The council was prompted not to extend the exemptions in part by two pieces of false information provided to them by City staff. The first came by way of City Manager Pat West, who, in a May 18, 2012, memorandum sent to Mayor Bob Foster and the council, claimed that “the District Attorney has indicated that they will not file felony drug charges against any dispensary operator in the City as long as the partial exemption from the ban exists.” However, the District Attorney’s office flatly denied the claim. (“It is not true,” said a D.A. spokesperson.)
Approximately one month later, Chief McDonnell claimed that the federal government would not work with the City to close dispensaries while any exemptions were in place. “If we were able to get the ban, we then are allowed to get on the list to be able to work with the U.S. Attorney and the DEA to be able to do asset forfeiture, to be able to seize the assets of those that are selling within the city,” he told the council on June 19. “We can’t do that as long as we have the two-tiered system where the City has somewhat sanctioned the 18 [dispensaries] and not the rest.” But both the Drug Enforcement Administration (DEA) and the U.S. Attorney’s Office denied McDonnell’s claim. “There’s no ‘list’ that we have,” said a DEA spokesperson in response to McDonnell’s quote. A U.S. Attorney’s Office said virtually the same thing: “There is no specific ‘list.’ As we have said […] the marijuana industry is illegal and subject to federal enforcement wherever it is found.”
The City’s false moves and flip-flopping when it comes to medpot loosely mirrors the federal government’s inconsistency under President Barack Obama. In October 2009, Deputy Attorney General David Ogden issued a memorandum signaling that the federal government would decrease its focus on medpot prosecutions in states allowing for the use of medical cannabis, then spent the next three years surpassing all the anti-medpot efforts undertaken by the federal government during the entire eight years of the George W. Bush administration.
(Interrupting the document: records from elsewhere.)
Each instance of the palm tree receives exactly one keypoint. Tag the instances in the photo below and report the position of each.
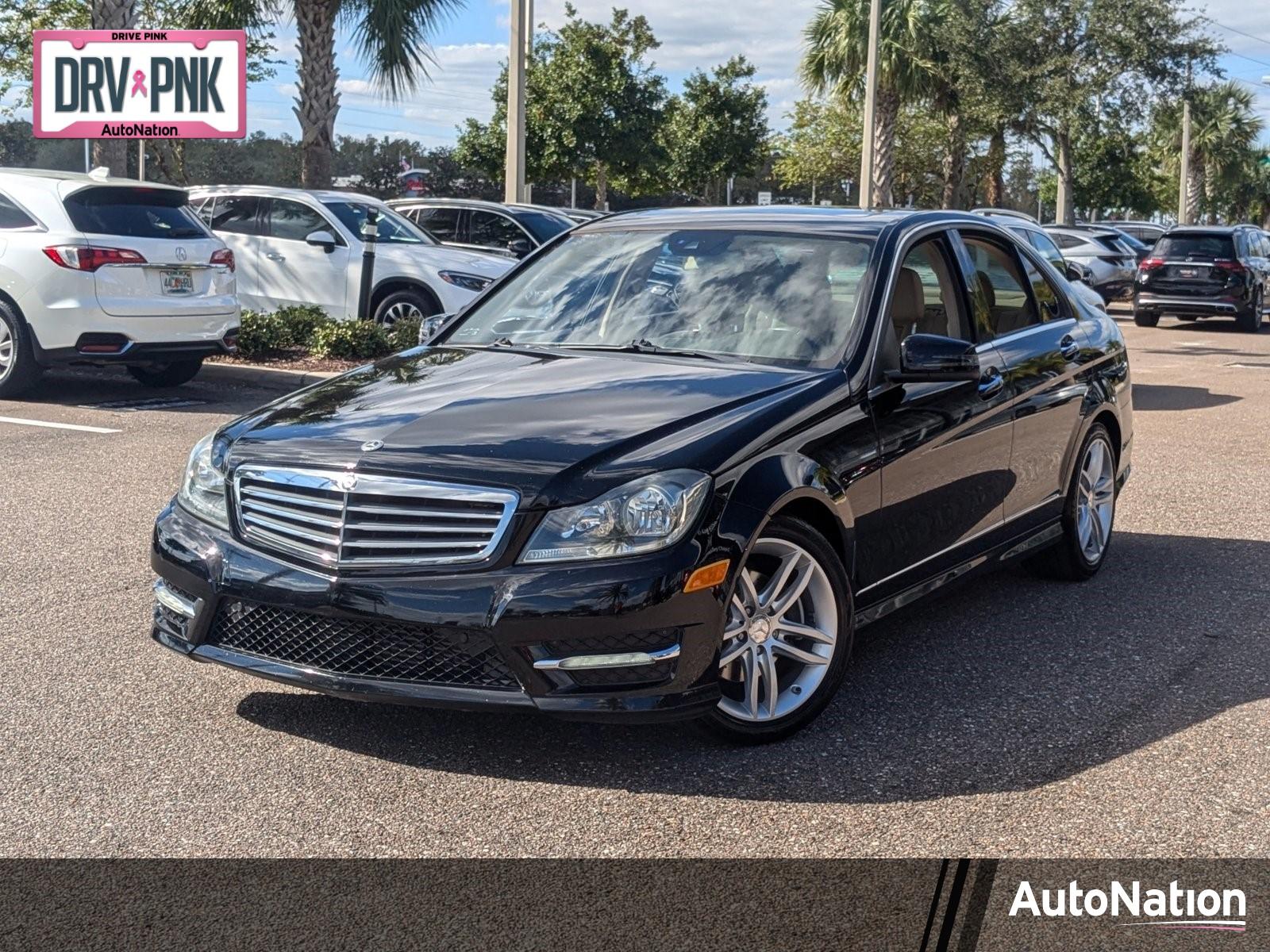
(391, 37)
(1223, 129)
(837, 50)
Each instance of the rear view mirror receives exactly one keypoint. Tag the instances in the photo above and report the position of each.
(933, 357)
(321, 239)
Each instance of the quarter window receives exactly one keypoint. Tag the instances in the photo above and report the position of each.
(1000, 291)
(237, 215)
(493, 230)
(295, 221)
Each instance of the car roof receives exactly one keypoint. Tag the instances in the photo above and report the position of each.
(319, 194)
(82, 178)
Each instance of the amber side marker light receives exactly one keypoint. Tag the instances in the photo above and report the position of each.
(708, 577)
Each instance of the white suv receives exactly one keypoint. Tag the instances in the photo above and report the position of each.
(105, 271)
(298, 247)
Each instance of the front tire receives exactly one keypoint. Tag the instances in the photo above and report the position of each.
(787, 636)
(167, 374)
(18, 367)
(1250, 321)
(404, 305)
(1089, 514)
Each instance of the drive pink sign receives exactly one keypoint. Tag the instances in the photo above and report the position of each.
(140, 84)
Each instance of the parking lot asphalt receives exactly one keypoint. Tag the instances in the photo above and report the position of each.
(1124, 717)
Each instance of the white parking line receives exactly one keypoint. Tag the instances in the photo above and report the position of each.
(56, 425)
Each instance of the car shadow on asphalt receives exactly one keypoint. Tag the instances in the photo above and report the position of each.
(1170, 397)
(1005, 685)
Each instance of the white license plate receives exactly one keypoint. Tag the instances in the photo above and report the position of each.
(177, 282)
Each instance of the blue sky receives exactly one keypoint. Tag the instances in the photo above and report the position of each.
(470, 46)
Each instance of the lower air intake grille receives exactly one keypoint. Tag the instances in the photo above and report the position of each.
(361, 649)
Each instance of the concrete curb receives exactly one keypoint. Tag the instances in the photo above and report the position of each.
(279, 378)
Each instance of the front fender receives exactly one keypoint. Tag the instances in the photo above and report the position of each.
(774, 484)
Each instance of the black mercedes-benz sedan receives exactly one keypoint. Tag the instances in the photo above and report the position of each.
(664, 469)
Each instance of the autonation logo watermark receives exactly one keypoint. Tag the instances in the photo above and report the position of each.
(1174, 908)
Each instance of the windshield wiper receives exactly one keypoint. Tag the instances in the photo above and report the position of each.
(643, 346)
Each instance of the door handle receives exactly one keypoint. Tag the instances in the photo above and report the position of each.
(991, 384)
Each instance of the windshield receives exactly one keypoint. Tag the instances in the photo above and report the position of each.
(543, 225)
(1183, 245)
(743, 295)
(394, 230)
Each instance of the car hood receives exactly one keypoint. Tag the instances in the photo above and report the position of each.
(446, 259)
(556, 427)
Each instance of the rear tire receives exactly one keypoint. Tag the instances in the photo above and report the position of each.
(791, 621)
(18, 367)
(167, 374)
(1250, 321)
(1089, 514)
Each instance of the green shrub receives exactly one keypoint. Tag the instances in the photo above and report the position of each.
(262, 334)
(279, 330)
(406, 334)
(349, 340)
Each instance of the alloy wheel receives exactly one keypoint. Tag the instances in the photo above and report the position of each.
(783, 626)
(400, 311)
(6, 349)
(1095, 505)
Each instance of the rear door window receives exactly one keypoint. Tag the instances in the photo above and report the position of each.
(237, 215)
(12, 216)
(1199, 247)
(442, 224)
(133, 213)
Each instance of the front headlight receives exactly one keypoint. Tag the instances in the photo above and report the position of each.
(468, 282)
(202, 490)
(643, 516)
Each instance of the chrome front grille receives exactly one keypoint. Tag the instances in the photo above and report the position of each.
(338, 520)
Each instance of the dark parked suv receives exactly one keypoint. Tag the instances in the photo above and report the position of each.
(667, 467)
(1203, 272)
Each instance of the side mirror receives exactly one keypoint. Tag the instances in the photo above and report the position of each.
(321, 239)
(933, 357)
(431, 327)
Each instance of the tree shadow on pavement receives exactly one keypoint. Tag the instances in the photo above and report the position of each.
(1006, 685)
(1170, 397)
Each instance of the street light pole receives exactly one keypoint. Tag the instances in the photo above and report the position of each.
(867, 145)
(514, 187)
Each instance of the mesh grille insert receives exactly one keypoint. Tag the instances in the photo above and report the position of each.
(364, 649)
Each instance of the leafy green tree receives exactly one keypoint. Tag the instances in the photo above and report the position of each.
(391, 40)
(821, 148)
(718, 127)
(1072, 61)
(837, 46)
(594, 107)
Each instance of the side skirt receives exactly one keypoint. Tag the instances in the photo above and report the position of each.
(1029, 543)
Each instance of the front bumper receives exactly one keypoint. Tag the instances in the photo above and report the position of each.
(480, 639)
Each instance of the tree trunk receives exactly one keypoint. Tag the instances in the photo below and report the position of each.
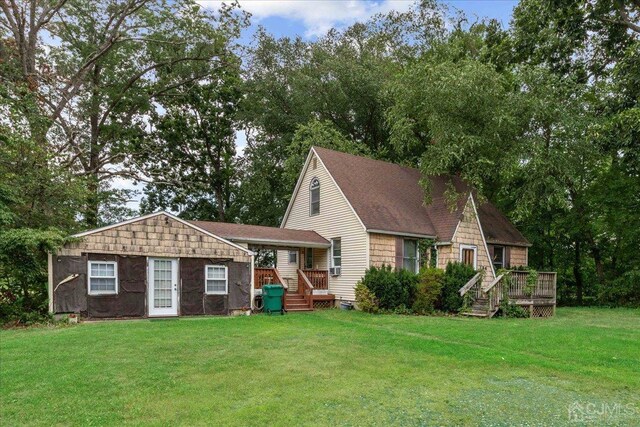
(92, 168)
(577, 272)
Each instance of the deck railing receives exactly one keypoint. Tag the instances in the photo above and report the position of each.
(472, 285)
(494, 292)
(545, 286)
(318, 278)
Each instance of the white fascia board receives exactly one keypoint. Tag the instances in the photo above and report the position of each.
(170, 215)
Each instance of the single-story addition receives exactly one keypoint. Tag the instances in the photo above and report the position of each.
(160, 265)
(347, 213)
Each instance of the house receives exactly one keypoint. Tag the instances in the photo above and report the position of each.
(347, 213)
(373, 213)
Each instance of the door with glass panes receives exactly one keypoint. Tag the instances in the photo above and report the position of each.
(163, 287)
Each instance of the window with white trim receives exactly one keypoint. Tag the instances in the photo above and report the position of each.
(308, 258)
(103, 277)
(336, 252)
(217, 280)
(469, 255)
(314, 197)
(498, 257)
(410, 255)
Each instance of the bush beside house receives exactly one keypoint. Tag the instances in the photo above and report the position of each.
(386, 289)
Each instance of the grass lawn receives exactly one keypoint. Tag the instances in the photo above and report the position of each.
(326, 367)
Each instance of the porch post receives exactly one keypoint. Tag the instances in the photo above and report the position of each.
(253, 279)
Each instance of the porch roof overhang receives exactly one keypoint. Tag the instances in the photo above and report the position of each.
(267, 237)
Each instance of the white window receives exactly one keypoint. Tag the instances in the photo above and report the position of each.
(103, 277)
(217, 282)
(308, 258)
(469, 255)
(410, 255)
(336, 253)
(498, 257)
(314, 197)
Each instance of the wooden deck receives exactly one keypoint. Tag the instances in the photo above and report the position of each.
(312, 292)
(538, 298)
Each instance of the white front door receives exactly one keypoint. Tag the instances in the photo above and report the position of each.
(163, 287)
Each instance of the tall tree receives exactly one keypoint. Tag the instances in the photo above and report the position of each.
(97, 78)
(191, 155)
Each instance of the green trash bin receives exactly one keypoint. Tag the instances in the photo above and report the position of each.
(272, 298)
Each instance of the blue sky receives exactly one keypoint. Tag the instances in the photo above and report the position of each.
(312, 18)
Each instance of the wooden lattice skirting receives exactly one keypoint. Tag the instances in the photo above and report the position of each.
(542, 311)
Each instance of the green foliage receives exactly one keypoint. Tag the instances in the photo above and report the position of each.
(392, 288)
(23, 272)
(622, 292)
(191, 154)
(456, 275)
(428, 291)
(365, 299)
(511, 310)
(319, 134)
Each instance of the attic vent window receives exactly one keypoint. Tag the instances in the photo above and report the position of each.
(314, 197)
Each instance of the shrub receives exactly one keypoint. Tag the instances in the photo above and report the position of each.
(365, 299)
(386, 286)
(455, 277)
(428, 290)
(408, 282)
(511, 310)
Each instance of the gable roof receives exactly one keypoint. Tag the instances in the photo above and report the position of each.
(167, 214)
(258, 234)
(389, 198)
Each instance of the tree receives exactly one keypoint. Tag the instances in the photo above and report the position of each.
(97, 82)
(191, 155)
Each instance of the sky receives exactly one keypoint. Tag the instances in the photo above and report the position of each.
(313, 18)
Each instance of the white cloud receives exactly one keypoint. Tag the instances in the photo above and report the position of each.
(317, 16)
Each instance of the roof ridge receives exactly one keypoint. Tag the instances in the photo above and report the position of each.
(316, 147)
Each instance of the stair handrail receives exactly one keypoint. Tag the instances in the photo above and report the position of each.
(280, 280)
(470, 284)
(307, 285)
(493, 296)
(490, 286)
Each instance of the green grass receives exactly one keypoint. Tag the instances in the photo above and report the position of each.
(326, 367)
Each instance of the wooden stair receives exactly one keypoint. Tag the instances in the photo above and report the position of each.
(297, 302)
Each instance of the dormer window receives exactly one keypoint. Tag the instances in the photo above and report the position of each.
(314, 197)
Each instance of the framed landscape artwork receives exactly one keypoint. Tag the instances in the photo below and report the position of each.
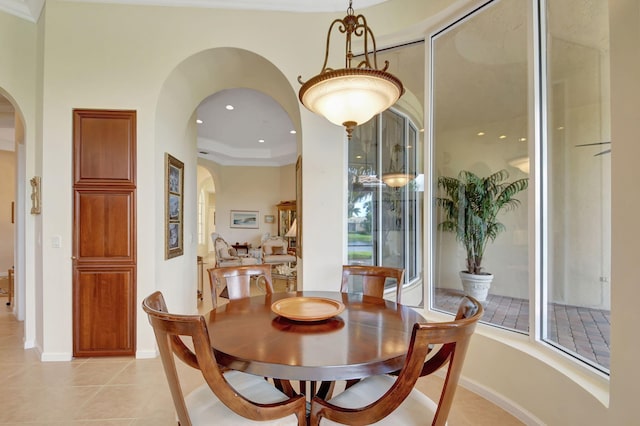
(244, 219)
(174, 198)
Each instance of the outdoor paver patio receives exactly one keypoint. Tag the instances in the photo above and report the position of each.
(584, 331)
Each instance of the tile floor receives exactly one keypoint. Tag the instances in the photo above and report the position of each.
(584, 331)
(126, 391)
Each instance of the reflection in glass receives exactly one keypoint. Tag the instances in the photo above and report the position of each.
(385, 219)
(482, 122)
(576, 312)
(482, 107)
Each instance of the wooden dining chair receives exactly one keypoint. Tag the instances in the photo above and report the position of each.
(229, 398)
(391, 400)
(237, 281)
(373, 279)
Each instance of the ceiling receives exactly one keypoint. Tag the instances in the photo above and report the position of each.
(229, 137)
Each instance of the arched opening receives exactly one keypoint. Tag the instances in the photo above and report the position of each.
(12, 214)
(192, 81)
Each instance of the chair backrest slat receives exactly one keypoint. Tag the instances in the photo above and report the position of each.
(168, 329)
(373, 279)
(237, 280)
(443, 343)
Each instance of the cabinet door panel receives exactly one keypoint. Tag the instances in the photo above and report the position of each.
(105, 221)
(101, 318)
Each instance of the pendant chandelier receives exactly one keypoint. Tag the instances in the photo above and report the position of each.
(351, 95)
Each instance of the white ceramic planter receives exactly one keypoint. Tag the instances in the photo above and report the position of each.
(476, 286)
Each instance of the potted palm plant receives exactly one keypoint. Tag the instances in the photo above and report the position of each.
(471, 205)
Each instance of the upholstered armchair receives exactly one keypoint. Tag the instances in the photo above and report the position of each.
(227, 255)
(275, 250)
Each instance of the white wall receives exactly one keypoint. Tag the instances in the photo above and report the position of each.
(250, 188)
(7, 197)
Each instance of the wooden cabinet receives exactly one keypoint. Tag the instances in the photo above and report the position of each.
(286, 216)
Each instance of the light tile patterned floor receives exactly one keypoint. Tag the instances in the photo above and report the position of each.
(126, 391)
(582, 330)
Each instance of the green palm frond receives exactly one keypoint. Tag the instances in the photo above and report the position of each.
(471, 205)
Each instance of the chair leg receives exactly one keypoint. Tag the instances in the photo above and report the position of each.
(285, 387)
(325, 391)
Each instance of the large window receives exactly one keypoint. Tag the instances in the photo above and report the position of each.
(523, 92)
(384, 218)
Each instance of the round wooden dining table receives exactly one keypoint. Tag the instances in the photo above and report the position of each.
(369, 337)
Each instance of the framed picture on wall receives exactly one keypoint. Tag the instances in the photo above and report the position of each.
(173, 213)
(244, 219)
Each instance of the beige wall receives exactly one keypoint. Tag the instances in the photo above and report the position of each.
(145, 63)
(250, 188)
(7, 197)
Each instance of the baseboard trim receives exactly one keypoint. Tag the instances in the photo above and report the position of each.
(55, 356)
(146, 354)
(501, 401)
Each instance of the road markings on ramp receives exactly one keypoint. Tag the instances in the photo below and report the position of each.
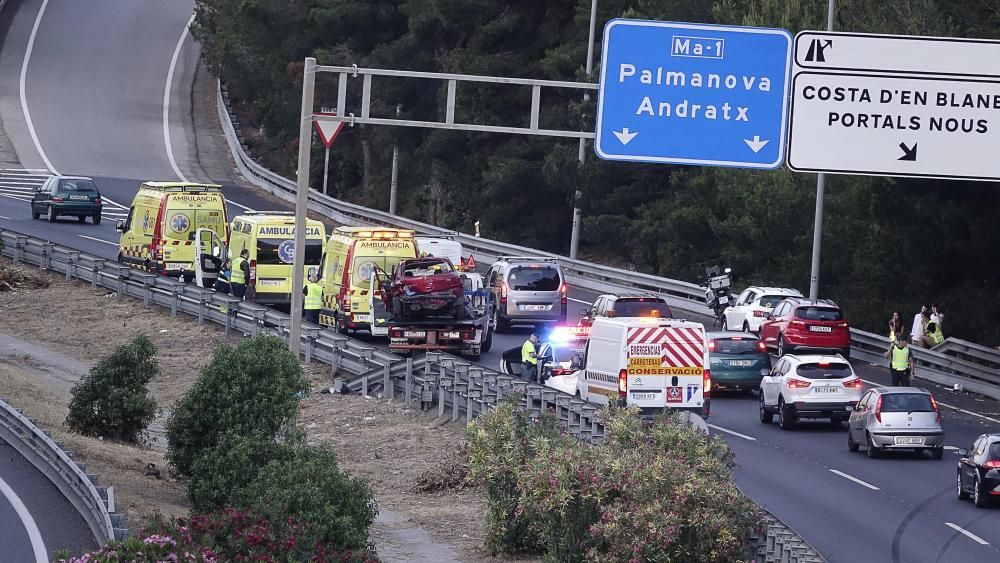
(967, 533)
(34, 536)
(855, 479)
(98, 240)
(728, 431)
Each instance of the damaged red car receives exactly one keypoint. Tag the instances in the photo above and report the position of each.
(422, 287)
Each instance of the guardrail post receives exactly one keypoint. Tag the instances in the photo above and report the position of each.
(19, 244)
(408, 380)
(74, 256)
(47, 254)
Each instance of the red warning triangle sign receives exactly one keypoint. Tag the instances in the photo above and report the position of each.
(328, 130)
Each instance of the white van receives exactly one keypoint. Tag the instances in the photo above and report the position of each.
(652, 363)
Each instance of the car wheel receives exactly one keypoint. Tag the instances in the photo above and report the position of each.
(871, 449)
(978, 498)
(766, 416)
(785, 419)
(962, 495)
(852, 446)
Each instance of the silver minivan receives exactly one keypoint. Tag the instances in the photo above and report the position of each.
(896, 418)
(527, 290)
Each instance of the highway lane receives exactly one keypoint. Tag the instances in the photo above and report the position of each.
(50, 517)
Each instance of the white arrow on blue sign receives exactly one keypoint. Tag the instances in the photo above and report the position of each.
(698, 94)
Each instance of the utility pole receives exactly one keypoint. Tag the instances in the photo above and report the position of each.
(301, 204)
(820, 194)
(574, 241)
(394, 182)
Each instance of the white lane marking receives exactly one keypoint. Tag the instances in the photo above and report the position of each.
(166, 100)
(245, 208)
(855, 479)
(728, 431)
(34, 536)
(24, 98)
(967, 533)
(953, 407)
(98, 240)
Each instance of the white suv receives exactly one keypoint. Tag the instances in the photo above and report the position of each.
(753, 306)
(809, 386)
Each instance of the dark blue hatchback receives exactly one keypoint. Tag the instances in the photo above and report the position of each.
(738, 360)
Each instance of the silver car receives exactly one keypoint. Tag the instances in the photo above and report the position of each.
(527, 291)
(896, 418)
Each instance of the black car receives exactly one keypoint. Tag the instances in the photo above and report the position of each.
(979, 470)
(67, 195)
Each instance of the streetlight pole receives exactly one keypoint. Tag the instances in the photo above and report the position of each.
(301, 204)
(574, 241)
(820, 193)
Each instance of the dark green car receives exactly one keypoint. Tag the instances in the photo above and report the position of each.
(738, 360)
(67, 195)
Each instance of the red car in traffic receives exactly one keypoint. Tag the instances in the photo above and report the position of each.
(423, 287)
(797, 323)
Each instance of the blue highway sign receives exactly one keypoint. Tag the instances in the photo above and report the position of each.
(697, 94)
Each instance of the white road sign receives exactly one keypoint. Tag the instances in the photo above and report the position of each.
(895, 106)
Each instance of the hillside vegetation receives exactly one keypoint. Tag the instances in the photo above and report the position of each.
(890, 244)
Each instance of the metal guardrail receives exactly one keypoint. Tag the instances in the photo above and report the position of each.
(685, 296)
(95, 504)
(456, 388)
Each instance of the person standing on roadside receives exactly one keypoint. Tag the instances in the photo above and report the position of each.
(895, 327)
(900, 365)
(240, 274)
(919, 326)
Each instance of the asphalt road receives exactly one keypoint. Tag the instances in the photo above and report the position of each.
(95, 91)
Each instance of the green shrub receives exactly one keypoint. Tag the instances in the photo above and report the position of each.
(250, 389)
(112, 400)
(310, 488)
(502, 444)
(228, 535)
(220, 472)
(651, 491)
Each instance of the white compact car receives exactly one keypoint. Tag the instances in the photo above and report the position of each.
(753, 305)
(809, 386)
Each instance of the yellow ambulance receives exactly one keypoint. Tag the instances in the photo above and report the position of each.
(352, 256)
(158, 234)
(269, 237)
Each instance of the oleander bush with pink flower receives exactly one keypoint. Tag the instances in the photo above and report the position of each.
(651, 491)
(224, 536)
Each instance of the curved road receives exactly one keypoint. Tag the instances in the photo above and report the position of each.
(95, 88)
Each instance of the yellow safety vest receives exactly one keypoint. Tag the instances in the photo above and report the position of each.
(900, 358)
(526, 351)
(237, 275)
(314, 296)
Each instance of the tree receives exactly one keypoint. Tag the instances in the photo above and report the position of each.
(249, 389)
(113, 400)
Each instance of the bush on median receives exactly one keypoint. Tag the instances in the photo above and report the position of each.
(113, 399)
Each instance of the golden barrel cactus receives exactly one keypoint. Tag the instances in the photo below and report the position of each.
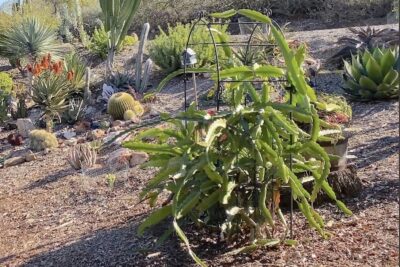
(119, 103)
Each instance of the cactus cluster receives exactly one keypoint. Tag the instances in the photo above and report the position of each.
(82, 156)
(41, 139)
(373, 75)
(119, 103)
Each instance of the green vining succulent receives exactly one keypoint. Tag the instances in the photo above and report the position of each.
(119, 103)
(373, 75)
(222, 169)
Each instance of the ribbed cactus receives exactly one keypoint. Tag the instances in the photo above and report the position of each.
(148, 69)
(121, 102)
(139, 57)
(87, 93)
(82, 156)
(118, 17)
(41, 139)
(129, 115)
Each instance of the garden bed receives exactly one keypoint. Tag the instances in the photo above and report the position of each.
(52, 215)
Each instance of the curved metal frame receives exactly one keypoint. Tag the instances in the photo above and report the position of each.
(202, 22)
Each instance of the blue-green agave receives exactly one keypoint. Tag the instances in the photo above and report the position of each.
(373, 74)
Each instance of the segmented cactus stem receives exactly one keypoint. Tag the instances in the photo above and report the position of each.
(139, 57)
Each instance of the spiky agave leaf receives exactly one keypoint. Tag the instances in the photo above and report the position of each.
(29, 40)
(373, 75)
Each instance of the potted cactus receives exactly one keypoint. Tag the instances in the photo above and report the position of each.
(373, 75)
Prompted by Colorado and Washington legalizing the recreational use of marijuana, in August 2013 the Department of Justice issued a memo once again signaling to states that the federal government will not be prioritizing pot prosecutions. And seemingly on cue, last month the City of Long Beach directed Acting City Attorney Charles Parkin to draft an(other) ordinance allowing for dispensaries.
As quoted in the Long Beach Business Journal, Councilmember Lowenthal says that, while the long-term solution to the medpot situation lies with the federal government allowing medpot to be “approved by the FDA and prescriptions picked up at our local pharmacies, just like any other prescribed drug, […] the journey to achieving that status begins with smaller, legal, legislative and elected struggles. It includes missteps and overreach. That’s the beauty of public policy. It’s a working document, and sometimes we misstep and sometimes we overreach. Most importantly, it includes leadership and resolve.”
To this point the City’s leadership thus far on the medpot issue has been neither beautiful nor representative of the will of Long Beach residents. Perhaps now, finally, city officials will display the resolve to minimize their missteps and overreaching, finally taking a pragmatic path “to ensure that seriously ill Californians have the right to obtain and use marijuana for medical purposes,” as Californians voted into law 17 years ago.
Because Vice-Mayor Garcia was right in 2009: the medical-marijuana movement is here. And while the City has yet to properly accept and deal with the issue, better late than never.